Per il nostro governo quello della Bce è un richiamo vincolante?
Dipende tutto da una trattativa interna. Il governo lo deve rendere non vincolante, cioè deve mantenere un equilibrio tra tutela del welfare e politiche per la sostenibilità e la riduzione del debito. Non si può quindi dare una risposta in astratto, ma bisogna guardare le singole voci di spesa.
Renzi riuscirà a spuntare i miliardi di maggiore flessibilità come ha annunciato?
Questo dipenderà dalle trattative. Il governo può mettere sul piatto il fatto di avere realizzato gran parte delle riforme che chiedeva l’Ue, fornendo l’immagine di un’Italia che si sta muovendo. Il nostro inoltre è uno dei pochi Paesi rimasti sotto al 3%, mentre per esempio la Francia sta seguendo una dinamica completamente diversa. Nell’Ue non si possono fare due pesi e due misure, né ci possono essere Paesi sotto esame e altri che ne sono esentati.
Per Confindustria il Pil italiano crescerà dell’1% nel 2015. Perché è più ottimista dello stesso governo?
Come ha detto spesso il ministro dell’Economia, Pier Carlo Padoan, il governo è necessariamente cauto. La reputazione di un governo sta nel fatto di sorprendere in positivo gli analisti, piuttosto che in negativo. Meglio peccare per eccesso di prudenza che per eccesso di ottimismo. L’idea è quindi sempre quella di fare una previsione più bassa, per poi creare una sorpresa al rialzo.
Come si spiega invece il dato di Confindustria?
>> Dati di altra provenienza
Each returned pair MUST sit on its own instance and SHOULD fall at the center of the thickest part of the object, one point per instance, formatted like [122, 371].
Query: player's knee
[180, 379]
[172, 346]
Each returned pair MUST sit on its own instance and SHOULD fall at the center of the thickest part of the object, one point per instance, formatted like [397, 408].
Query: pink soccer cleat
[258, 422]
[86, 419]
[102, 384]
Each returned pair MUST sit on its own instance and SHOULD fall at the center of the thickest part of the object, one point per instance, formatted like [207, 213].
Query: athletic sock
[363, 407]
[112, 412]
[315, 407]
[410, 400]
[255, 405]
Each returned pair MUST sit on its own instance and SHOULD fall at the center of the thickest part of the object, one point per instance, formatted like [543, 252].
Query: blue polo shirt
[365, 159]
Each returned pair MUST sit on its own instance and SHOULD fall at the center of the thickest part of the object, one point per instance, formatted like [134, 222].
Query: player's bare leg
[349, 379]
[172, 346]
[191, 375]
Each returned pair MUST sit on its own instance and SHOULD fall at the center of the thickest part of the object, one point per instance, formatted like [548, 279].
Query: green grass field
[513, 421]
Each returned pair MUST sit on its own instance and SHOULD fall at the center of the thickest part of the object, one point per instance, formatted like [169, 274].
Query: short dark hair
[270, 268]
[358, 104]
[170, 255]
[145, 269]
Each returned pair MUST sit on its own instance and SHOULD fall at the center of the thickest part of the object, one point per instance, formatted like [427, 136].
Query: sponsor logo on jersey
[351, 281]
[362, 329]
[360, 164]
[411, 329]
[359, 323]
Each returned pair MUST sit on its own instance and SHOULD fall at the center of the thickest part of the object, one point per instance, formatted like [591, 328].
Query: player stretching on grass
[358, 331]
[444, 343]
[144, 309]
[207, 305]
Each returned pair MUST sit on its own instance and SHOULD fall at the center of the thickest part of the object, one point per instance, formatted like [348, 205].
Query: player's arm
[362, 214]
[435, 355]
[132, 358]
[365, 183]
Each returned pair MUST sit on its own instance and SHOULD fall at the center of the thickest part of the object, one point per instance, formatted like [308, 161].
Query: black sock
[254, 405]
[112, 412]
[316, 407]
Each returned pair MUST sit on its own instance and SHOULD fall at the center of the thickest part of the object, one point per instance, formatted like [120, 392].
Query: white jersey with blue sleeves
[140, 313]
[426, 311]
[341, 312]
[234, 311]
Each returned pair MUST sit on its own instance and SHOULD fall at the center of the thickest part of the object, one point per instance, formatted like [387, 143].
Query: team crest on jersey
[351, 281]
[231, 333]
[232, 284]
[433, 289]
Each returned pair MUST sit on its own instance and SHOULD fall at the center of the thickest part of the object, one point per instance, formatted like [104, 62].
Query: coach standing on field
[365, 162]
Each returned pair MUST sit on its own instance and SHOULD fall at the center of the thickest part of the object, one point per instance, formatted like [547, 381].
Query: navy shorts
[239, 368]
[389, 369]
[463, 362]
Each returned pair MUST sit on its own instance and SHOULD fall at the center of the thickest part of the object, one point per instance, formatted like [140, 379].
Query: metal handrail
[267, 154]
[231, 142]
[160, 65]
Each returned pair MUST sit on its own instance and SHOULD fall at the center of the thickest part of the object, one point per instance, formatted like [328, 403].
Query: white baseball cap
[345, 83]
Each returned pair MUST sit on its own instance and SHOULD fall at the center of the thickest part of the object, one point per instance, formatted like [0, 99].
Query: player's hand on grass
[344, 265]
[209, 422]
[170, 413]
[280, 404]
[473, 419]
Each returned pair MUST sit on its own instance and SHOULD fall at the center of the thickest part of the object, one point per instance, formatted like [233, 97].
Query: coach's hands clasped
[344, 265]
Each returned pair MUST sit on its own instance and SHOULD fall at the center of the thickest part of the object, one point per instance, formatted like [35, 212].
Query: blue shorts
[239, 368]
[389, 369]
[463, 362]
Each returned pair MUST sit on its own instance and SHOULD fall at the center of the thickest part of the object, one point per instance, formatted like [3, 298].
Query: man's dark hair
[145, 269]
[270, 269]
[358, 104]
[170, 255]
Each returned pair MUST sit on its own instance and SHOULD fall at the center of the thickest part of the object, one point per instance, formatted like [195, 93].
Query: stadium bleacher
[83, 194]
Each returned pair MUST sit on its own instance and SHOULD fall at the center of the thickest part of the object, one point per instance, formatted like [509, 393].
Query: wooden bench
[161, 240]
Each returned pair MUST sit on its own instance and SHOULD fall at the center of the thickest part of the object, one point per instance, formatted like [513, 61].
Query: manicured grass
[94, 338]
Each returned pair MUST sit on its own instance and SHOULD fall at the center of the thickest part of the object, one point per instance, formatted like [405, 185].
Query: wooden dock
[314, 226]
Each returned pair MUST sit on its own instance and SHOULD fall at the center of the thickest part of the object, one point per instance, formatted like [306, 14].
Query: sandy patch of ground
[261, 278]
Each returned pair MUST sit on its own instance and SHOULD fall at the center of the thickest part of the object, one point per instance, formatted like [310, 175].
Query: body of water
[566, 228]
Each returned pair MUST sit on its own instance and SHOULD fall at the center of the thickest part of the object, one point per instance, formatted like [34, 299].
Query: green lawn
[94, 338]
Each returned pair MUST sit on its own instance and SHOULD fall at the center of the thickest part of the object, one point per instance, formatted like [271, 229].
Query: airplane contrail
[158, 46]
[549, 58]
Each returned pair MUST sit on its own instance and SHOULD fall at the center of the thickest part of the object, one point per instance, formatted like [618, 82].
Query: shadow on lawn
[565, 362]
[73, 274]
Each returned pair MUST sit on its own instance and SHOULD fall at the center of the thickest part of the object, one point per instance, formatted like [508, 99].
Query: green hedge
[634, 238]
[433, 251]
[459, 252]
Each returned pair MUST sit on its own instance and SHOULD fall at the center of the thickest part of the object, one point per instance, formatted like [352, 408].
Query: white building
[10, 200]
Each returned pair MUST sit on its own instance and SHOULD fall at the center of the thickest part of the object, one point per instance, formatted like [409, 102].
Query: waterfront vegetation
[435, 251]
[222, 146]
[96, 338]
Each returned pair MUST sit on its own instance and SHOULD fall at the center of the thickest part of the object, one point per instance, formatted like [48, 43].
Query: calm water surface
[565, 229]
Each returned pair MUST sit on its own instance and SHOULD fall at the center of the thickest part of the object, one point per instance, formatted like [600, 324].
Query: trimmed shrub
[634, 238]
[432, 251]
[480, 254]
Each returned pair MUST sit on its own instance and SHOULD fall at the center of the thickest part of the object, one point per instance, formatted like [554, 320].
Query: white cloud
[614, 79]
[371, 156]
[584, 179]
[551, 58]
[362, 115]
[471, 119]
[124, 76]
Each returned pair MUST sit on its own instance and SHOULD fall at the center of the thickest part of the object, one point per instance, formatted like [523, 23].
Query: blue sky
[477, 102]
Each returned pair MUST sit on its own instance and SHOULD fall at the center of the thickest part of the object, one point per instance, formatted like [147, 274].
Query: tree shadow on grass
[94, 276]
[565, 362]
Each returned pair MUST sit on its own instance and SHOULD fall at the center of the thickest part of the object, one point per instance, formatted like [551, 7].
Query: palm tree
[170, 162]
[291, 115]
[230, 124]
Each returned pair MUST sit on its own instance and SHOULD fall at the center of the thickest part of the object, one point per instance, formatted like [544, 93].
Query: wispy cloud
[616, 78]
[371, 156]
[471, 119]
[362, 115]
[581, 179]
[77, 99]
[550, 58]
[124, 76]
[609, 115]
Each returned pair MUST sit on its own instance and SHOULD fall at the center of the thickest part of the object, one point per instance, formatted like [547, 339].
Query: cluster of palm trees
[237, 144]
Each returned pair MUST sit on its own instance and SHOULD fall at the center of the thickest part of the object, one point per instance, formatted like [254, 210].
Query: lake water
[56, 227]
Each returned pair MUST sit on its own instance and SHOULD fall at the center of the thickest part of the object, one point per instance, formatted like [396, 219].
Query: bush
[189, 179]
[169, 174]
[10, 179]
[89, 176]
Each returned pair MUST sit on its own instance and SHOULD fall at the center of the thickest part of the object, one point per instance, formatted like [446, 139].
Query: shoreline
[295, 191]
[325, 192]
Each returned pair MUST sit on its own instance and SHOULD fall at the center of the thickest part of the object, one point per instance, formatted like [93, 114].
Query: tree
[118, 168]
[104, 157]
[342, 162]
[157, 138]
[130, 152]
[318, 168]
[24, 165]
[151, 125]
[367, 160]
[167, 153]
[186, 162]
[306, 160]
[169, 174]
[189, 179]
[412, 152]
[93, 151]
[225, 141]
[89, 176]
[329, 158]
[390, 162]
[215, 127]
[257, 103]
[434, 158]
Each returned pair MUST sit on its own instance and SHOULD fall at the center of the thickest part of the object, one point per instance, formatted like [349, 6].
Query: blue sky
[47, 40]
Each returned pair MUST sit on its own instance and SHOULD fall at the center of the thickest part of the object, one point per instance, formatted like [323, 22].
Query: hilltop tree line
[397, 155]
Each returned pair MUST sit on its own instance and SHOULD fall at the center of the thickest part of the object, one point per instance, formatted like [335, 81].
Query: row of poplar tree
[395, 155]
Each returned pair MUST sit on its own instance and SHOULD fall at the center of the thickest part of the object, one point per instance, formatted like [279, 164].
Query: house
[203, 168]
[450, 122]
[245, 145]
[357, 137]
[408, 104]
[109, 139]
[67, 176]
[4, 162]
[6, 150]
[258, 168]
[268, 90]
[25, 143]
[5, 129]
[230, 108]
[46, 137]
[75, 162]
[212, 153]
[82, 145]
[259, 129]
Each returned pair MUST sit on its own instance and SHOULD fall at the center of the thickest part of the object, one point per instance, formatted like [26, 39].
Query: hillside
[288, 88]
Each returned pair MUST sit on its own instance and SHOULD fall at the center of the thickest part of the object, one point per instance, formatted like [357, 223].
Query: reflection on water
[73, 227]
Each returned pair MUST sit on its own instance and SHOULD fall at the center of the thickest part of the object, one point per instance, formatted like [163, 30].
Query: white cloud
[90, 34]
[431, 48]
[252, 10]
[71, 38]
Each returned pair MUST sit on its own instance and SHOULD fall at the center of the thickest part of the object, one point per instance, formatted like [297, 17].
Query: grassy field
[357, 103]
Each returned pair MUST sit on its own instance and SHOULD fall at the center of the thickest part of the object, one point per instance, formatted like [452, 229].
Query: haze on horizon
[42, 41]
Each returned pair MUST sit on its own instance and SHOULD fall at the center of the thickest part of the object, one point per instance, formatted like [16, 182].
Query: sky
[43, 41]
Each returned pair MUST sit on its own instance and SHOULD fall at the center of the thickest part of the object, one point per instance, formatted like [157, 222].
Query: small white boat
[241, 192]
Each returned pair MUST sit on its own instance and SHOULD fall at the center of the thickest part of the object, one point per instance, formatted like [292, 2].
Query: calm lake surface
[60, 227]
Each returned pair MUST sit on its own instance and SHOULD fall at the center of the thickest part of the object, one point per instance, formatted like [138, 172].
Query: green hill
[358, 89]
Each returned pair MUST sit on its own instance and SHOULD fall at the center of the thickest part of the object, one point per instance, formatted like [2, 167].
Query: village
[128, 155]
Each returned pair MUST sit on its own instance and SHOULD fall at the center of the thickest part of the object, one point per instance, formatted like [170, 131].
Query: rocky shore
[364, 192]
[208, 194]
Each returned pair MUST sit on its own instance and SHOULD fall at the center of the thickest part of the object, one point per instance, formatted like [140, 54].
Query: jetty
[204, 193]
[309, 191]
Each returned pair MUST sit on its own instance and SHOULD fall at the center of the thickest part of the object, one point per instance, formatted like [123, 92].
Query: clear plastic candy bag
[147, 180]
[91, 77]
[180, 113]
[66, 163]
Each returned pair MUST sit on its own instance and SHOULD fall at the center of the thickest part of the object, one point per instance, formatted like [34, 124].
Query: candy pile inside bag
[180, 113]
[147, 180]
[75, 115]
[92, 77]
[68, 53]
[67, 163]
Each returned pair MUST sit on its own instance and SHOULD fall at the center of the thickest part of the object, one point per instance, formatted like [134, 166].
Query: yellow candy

Confindustria da parte sua vede che l’economia si sta riprendendo più rapidamente. Io stesso ritengo che la stima più esatta sia quella di un +1%, anche se in modo diverso a seconda delle aree del Paese. Il dato nazionale è una media tra Nord e Sud, ma è chiaro che ci sono delle aree che trainano e altre che sono più indietro. Il Centro-Nord è quindi sicuramente intorno all’1%, mentre bisogna vedere come risponderà il Sud.
Che cosa è cambiato rispetto a giugno, quando le stesse stime di Confindustria erano più pessimistiche?
Gli effetti di prezzo del petrolio, ribasso dell’euro e quantitative easing si sono manifestati con una certa lentezza. Le persone devono ritrovare confidenza, vedere che c’è uno scenario futuro stabile, e allora cominciano a riprendere fiducia e a investire.